Hayatın tekdüze ilerlediğini düşünmek değişim kendisini baştan yok saymak anlamına gelmez mi? Her şeyin her zaman aynı şekliyle devam edeceğine kendini inandırmış kapalı gözleri, açmak sanırım çok zor. En azından ben başka gözleri açmak yerine artık kendi gözlerimi tamamen açmak uğraşısı içindeyim. Bir zamanlar olduğum insanı bana hatırlatan tüm insanlara bakarken nelerin bitebileceğinin ayrımının farkına varmaya çalışıyorum.

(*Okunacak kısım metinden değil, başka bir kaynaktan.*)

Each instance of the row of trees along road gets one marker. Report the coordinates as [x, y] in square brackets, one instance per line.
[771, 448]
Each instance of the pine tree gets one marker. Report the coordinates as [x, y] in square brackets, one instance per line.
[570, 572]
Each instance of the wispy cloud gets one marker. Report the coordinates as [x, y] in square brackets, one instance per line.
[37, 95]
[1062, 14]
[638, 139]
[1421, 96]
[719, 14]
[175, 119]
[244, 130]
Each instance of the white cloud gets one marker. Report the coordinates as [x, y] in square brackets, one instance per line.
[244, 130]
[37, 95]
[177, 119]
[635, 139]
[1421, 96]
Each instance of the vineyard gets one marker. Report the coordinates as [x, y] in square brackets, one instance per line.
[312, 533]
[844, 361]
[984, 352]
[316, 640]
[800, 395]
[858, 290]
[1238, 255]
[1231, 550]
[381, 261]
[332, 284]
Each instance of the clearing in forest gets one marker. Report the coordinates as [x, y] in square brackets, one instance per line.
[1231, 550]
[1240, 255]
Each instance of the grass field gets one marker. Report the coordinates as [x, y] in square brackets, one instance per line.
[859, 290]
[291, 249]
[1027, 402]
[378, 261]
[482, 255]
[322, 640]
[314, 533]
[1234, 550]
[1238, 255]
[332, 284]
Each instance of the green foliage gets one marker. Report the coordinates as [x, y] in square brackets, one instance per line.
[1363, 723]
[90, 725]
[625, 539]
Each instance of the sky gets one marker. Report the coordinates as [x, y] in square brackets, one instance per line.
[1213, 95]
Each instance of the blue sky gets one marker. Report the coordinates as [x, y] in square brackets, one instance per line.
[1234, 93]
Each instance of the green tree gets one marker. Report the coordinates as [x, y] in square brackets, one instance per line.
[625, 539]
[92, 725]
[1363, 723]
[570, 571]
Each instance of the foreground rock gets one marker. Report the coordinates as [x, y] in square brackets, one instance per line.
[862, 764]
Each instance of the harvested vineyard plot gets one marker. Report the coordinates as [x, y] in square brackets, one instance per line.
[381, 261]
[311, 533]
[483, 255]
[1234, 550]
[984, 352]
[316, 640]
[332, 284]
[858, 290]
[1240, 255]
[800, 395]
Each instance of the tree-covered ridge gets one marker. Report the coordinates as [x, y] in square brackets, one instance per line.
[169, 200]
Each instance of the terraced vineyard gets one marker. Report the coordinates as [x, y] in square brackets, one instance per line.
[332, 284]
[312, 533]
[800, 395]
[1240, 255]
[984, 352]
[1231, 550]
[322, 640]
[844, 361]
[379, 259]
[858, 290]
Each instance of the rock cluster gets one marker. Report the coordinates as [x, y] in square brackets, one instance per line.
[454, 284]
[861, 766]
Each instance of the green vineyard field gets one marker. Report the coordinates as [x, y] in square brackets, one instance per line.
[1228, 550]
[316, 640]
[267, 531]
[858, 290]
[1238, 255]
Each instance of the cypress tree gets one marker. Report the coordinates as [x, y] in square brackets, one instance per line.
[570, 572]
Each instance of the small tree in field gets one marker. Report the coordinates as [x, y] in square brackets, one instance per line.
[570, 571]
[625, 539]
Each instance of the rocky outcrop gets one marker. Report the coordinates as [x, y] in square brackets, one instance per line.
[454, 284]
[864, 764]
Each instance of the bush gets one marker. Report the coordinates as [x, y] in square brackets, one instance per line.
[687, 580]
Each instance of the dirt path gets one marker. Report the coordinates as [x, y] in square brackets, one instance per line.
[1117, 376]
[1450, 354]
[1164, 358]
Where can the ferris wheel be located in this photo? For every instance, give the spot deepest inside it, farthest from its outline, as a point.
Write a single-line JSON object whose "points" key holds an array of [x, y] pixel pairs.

Bitmeyecek aşk ve evlilik yeminlerinin koşullar kendini var ettiğinde Sinderal'nın bal kabağına dönüşen arabaları gibi nasıl da bir anda pufff!!! sesiyle yok olduğunu gördüm. Canım dostum, kardeşim diyerek başlayan beylik lafların ağızlarda nasıl pelesenk olduğunu ve çıkarlar söz konusu olduğunda bu lafların hiçbir zaman söylenmemiş zamanlardakiyle aynı kisveye büründüğünü görmek hiç de şaşırtıcı değil.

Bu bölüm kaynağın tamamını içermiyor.